Grâce à la Soprop, l’Etat va produire des poussins d’un jour et améliorer ainsi l’offre de poulets et d’œufs. (DR)

C’est une aubaine pour le secteur de la production de la volaille. Le Conseil des ministres du gouvernement de la transition, en sa séance du 3 décembre dernier, a concrétisé l’un des projets les plus stratégiques en matière de production animale, voire en matière de développement socio-économique.

Deux décrets ont été adoptés dans ce sens. Ils portent respectivement création de la Société de production de poussins d’un jour (Soprop) et approbation de ses statuts particuliers. Le communiqué du Gouvernement indique que «l’adoption de ces décrets vise l’opérationnalisation de la Société de production de poussins d’un jour en vue de contribuer au développement de l’industrie avicole au Burkina Faso». D’après les informations tirées de l’étude technico-économique réalisée grâce au financement de la Banque mondiale et du Projet d’amélioration de la productivité agricole et de la sécurité alimentaire (Papsa), la capacité du couvoir de la société est estimée à «2, 500 millions de poussins d’un jour à la première année et à 6 millions de poussins à la cinquième année». Les investissements pour l’installation de ce couvoir s’élèvent à 2, 766 milliards de F CFA. La Soprop démarrera avec un capital de 100 millions de F CFA. Son siège social sera basé à Ouagadougou. Pour ce qui concerne le mode d’écoulement, la production de la Soprop sera destinée aux éleveurs engraisseurs. Le prix de cession du poussin d’un jour aux éleveurs engraisseurs est de 500 F CFA l’unité. Le calendrier de l’opérationnalisation de la Soprop n’est pas encore connu. Il incombe au ministère en charge des Ressources animales, qui assure la tutelle technique, de mettre en place le Conseil d’administration et de recruter son Directeur général. Ce travail devrait être engagé très rapidement, rassure-t-on. «Le processus d’implantation du couvoir se poursuivra avec l’appui du Papsa pour la réalisation des plans de construction de l’infrastructure», indique le document du projet. En termes d’emplois, la future société créera au moins 1.600 emplois indirects d’éleveurs engraisseurs en plus de 48 permanents, qui seront directement embauchés. La création de la Soprop constitue une réponse longtemps attendue au problème crucial de la demande en viande en général et à celle de la viande blanche en particulier. Malgré des statistiques importantes en matière de production de volaille et d’œufs au plan national, l’offre est de plus en plus insuffisante face à une demande en croissance.

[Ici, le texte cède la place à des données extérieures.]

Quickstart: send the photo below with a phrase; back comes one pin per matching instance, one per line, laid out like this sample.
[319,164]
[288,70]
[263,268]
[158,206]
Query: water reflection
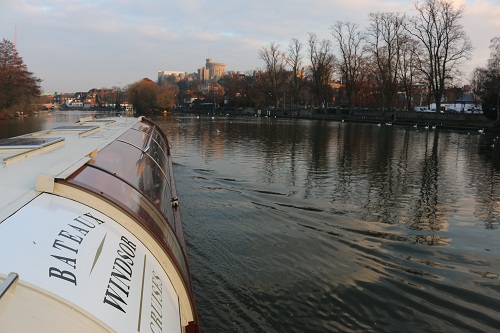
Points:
[311,226]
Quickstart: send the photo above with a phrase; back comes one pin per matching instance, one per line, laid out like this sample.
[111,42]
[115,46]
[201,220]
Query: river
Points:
[317,226]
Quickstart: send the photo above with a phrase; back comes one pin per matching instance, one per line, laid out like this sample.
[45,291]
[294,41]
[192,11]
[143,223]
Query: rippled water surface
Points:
[314,226]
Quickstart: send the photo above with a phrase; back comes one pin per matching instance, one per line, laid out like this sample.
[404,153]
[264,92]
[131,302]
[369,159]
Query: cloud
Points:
[77,45]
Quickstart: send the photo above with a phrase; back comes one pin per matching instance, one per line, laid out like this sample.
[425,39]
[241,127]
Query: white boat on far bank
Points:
[90,231]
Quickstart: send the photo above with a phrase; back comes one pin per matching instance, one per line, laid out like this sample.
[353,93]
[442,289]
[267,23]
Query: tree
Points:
[408,72]
[486,81]
[275,61]
[385,41]
[350,43]
[143,96]
[18,86]
[167,95]
[437,27]
[294,59]
[322,63]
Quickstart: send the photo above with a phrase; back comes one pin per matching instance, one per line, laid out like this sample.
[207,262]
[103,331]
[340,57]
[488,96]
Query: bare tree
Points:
[275,61]
[486,82]
[384,43]
[437,27]
[322,63]
[350,43]
[294,59]
[408,70]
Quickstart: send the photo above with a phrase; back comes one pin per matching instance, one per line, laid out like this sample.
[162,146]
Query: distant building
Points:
[177,76]
[212,71]
[215,70]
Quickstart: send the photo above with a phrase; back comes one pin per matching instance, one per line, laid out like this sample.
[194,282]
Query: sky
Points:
[77,45]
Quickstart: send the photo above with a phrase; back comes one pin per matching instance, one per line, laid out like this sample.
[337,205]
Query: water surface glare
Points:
[315,226]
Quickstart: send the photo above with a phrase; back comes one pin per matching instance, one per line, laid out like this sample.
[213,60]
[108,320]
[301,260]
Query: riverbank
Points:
[449,120]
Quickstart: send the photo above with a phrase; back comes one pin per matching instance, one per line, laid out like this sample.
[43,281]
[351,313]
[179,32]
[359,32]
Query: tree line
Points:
[389,63]
[376,66]
[19,88]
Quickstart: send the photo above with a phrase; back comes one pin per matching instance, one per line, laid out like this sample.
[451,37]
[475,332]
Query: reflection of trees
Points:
[425,209]
[387,174]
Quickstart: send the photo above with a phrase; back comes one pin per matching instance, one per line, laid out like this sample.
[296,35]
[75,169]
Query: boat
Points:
[91,237]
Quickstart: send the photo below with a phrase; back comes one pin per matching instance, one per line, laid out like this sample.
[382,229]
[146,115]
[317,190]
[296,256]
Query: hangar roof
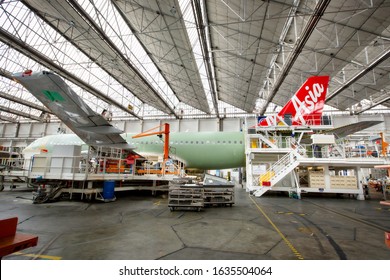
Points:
[173,59]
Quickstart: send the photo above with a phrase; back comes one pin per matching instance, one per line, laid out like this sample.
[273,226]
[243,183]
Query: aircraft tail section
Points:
[305,107]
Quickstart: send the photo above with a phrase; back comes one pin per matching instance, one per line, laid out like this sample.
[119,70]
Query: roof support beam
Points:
[297,49]
[206,54]
[360,74]
[8,119]
[25,49]
[118,53]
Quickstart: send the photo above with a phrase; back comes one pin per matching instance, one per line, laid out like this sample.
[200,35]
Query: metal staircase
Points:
[278,171]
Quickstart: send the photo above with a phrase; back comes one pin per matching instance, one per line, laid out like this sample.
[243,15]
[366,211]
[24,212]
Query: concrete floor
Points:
[140,226]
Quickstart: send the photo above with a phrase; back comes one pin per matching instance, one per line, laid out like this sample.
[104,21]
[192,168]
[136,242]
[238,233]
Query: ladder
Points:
[278,171]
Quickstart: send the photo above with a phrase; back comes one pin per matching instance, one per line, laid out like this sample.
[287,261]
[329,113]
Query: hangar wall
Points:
[21,134]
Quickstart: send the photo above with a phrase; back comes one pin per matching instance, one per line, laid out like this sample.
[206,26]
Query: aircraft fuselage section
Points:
[201,150]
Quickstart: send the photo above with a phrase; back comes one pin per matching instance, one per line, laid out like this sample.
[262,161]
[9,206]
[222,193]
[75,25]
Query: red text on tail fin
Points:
[305,107]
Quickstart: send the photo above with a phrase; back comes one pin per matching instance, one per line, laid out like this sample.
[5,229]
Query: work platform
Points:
[72,173]
[297,160]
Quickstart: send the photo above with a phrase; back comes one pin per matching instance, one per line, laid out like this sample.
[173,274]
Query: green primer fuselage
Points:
[201,150]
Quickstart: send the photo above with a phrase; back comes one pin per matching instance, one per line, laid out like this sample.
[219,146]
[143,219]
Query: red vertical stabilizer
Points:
[305,107]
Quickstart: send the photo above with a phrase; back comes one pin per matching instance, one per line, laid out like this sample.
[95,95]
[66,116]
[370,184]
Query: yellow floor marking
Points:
[292,248]
[47,257]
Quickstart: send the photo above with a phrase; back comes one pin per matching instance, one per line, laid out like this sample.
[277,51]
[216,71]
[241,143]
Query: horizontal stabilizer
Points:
[70,108]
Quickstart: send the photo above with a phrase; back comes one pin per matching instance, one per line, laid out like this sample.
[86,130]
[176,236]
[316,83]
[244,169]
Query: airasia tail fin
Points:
[305,107]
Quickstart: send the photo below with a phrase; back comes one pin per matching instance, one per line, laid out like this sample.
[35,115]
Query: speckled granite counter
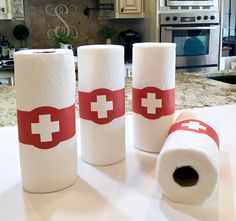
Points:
[192,90]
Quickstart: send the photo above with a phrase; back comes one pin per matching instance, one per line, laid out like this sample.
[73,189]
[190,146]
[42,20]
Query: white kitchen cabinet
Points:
[129,9]
[5,9]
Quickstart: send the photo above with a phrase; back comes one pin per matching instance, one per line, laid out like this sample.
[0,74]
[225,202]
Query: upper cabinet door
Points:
[5,9]
[17,9]
[130,6]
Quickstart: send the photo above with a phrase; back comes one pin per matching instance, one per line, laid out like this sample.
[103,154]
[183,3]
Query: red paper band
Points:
[102,105]
[196,126]
[45,127]
[153,103]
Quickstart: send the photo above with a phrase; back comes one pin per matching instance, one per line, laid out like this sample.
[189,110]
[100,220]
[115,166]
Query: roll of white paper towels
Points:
[153,91]
[102,103]
[45,98]
[188,165]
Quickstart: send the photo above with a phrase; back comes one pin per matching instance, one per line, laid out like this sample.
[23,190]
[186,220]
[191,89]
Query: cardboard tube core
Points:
[186,176]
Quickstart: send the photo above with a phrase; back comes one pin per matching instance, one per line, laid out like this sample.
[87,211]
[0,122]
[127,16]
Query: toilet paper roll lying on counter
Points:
[153,94]
[102,103]
[187,167]
[45,87]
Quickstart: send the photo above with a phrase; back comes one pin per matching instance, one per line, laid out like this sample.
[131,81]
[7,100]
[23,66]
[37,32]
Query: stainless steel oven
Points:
[190,2]
[196,37]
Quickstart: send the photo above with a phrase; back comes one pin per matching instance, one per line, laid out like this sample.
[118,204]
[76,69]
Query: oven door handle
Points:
[190,28]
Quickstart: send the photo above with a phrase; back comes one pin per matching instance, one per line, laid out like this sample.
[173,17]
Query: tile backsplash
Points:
[44,18]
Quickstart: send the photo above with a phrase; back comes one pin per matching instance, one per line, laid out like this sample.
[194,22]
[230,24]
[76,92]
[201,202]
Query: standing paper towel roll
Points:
[187,167]
[102,103]
[45,87]
[153,94]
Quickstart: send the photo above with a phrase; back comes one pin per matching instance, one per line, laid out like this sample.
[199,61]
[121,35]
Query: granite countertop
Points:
[192,90]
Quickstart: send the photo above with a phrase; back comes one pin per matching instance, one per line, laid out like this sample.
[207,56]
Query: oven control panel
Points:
[208,17]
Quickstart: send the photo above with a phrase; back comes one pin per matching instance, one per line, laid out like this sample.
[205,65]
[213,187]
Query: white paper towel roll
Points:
[45,87]
[153,94]
[188,164]
[102,103]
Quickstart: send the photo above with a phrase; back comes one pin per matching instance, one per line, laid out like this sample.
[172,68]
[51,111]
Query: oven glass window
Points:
[191,42]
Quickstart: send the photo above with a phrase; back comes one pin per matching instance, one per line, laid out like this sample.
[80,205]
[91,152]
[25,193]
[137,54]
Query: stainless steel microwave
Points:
[190,3]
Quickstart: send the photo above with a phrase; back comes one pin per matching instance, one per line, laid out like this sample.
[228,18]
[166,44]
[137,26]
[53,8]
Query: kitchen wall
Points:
[44,17]
[226,17]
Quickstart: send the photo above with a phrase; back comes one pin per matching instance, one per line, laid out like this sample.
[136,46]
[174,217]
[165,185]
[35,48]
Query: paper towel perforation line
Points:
[185,176]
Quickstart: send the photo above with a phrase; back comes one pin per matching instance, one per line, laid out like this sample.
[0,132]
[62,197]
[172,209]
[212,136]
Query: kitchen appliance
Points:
[127,38]
[196,35]
[190,3]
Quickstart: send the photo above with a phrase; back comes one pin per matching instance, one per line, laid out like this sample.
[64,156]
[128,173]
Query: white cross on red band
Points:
[102,105]
[45,127]
[196,126]
[153,103]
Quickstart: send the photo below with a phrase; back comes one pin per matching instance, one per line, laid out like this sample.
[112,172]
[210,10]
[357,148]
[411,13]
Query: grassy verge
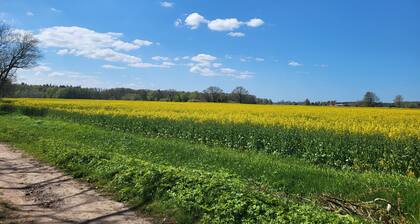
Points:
[200,196]
[272,175]
[361,152]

Le boom minier intervenu ces dernières années et la propension à l’exportation ont poussé la demande à la hausse et contribué à dégarnir le marché. Le poulet manque et les prix ne font que grimper. Pour combler le déficit, le très risqué phénomène de l’importation de la viande surgelée tend à s’installer. De la viande plus ou moins douteuse parvient de pays lointains d’Amérique, d’Océanie, d’Asie et d’Europe.

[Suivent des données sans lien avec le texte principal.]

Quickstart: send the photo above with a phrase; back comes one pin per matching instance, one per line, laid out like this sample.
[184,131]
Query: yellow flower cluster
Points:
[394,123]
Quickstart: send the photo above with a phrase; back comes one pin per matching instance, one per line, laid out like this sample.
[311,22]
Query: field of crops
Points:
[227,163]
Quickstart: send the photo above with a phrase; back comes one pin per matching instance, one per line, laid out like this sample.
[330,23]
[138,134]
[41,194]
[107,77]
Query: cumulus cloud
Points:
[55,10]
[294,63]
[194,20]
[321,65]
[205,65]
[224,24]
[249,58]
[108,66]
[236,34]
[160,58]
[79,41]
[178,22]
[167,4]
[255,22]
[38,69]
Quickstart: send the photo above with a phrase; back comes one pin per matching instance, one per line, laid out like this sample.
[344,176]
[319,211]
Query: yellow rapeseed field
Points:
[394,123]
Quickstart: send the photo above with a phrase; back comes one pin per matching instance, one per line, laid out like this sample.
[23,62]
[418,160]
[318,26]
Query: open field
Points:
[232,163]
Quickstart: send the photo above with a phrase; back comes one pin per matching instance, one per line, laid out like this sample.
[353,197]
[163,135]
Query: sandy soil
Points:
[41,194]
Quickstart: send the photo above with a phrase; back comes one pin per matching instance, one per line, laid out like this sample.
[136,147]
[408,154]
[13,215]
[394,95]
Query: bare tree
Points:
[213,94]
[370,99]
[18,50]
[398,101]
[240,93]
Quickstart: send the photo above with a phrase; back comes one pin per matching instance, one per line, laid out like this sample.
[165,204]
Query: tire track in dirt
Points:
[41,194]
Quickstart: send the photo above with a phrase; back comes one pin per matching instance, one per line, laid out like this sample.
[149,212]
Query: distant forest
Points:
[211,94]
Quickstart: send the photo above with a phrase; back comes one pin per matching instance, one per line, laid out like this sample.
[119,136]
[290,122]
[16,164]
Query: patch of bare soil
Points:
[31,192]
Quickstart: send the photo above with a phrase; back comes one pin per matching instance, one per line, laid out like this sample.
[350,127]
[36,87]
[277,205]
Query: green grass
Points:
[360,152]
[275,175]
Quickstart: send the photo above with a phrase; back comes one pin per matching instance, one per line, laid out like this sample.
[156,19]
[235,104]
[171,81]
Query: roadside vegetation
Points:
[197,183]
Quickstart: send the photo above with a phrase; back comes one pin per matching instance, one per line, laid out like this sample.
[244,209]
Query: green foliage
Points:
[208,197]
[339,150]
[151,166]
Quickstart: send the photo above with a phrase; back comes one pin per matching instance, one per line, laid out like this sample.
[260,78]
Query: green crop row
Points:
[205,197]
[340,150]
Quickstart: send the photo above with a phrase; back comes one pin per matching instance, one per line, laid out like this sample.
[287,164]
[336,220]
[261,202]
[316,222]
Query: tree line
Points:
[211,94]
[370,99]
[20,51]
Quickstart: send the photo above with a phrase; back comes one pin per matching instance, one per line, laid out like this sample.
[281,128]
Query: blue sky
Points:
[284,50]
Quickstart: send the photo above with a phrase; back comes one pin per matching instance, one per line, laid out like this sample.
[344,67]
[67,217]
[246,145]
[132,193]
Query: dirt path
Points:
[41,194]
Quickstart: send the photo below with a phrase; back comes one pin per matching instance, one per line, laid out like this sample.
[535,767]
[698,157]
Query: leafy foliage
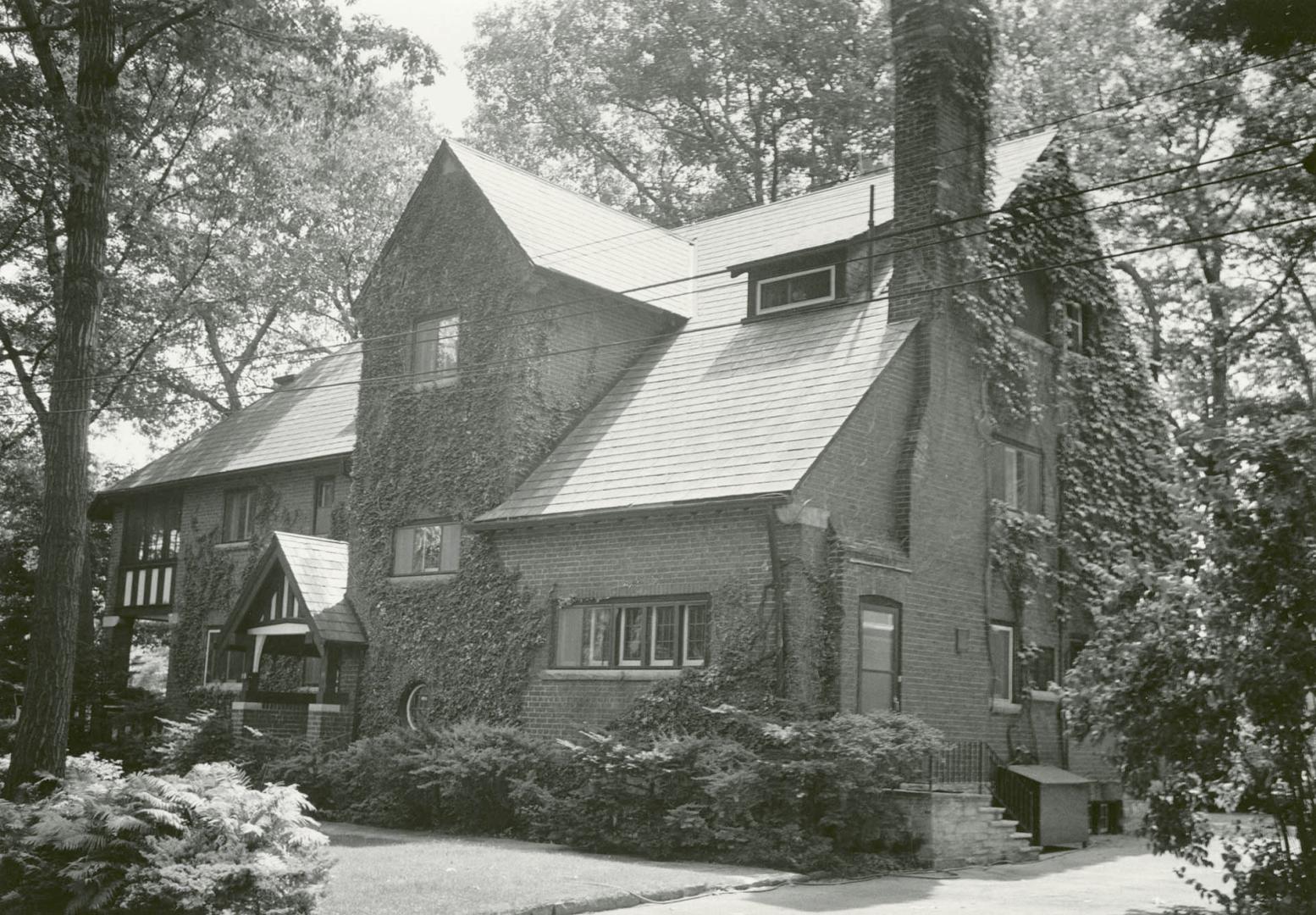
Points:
[159,846]
[672,109]
[1206,679]
[803,794]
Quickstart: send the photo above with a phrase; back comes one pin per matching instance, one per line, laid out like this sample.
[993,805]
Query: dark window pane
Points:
[633,635]
[698,624]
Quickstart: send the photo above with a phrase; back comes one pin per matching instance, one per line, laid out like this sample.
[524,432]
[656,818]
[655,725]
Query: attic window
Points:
[805,287]
[434,351]
[429,548]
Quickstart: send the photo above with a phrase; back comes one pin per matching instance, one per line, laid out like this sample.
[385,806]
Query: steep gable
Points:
[311,418]
[583,239]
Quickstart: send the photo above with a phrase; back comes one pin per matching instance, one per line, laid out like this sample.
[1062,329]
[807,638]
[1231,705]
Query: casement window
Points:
[221,667]
[239,515]
[1002,661]
[879,655]
[795,290]
[650,634]
[1018,478]
[324,492]
[427,548]
[416,706]
[434,349]
[152,531]
[1041,668]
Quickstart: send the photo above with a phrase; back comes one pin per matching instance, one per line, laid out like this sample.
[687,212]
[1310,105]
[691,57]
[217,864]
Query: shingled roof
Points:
[313,416]
[727,410]
[584,239]
[318,569]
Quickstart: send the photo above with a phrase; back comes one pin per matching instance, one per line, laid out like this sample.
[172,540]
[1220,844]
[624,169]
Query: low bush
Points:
[805,796]
[142,844]
[484,777]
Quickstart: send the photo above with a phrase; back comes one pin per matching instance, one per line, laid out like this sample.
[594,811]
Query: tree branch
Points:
[20,370]
[133,47]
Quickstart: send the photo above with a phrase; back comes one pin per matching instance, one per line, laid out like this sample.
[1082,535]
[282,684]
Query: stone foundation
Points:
[957,829]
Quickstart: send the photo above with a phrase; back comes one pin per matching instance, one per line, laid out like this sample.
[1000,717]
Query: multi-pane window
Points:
[805,287]
[150,532]
[434,349]
[879,669]
[1020,485]
[1002,661]
[239,515]
[1041,668]
[428,548]
[221,667]
[323,523]
[641,635]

Pourtant, l’importation des produits carnés au Burkina est contrôlée et soumise à des conditions très restrictives à cause des risques qu’ils peuvent comporter en termes de santé publique. Mais malgré la sensibilisation, la tendance aux importations persiste et utilise souvent des voies frauduleuses. Régulièrement, les services vétérinaires interceptent des cargaisons et les détruisent.
Dans ce contexte, il est apparu que la meilleure réponse pour barrer la route à l’importation des produits douteux et limiter la surenchère est de créer les conditions d’une production suffisante. Jusque-là, la majorité (90%) des poussins engraissés dans les fermes d’élevage au Burkina sont le fruit de l’importation. Ils viennent notamment de la Côte d’Ivoire par la voie officielle ou du Ghana de façon frauduleuse. Le tout premier couvoir moderne installé au Burkina est celui de la Ferme Fadima développée par l’ancien Bâtonnier, Me Harouna Sawadogo.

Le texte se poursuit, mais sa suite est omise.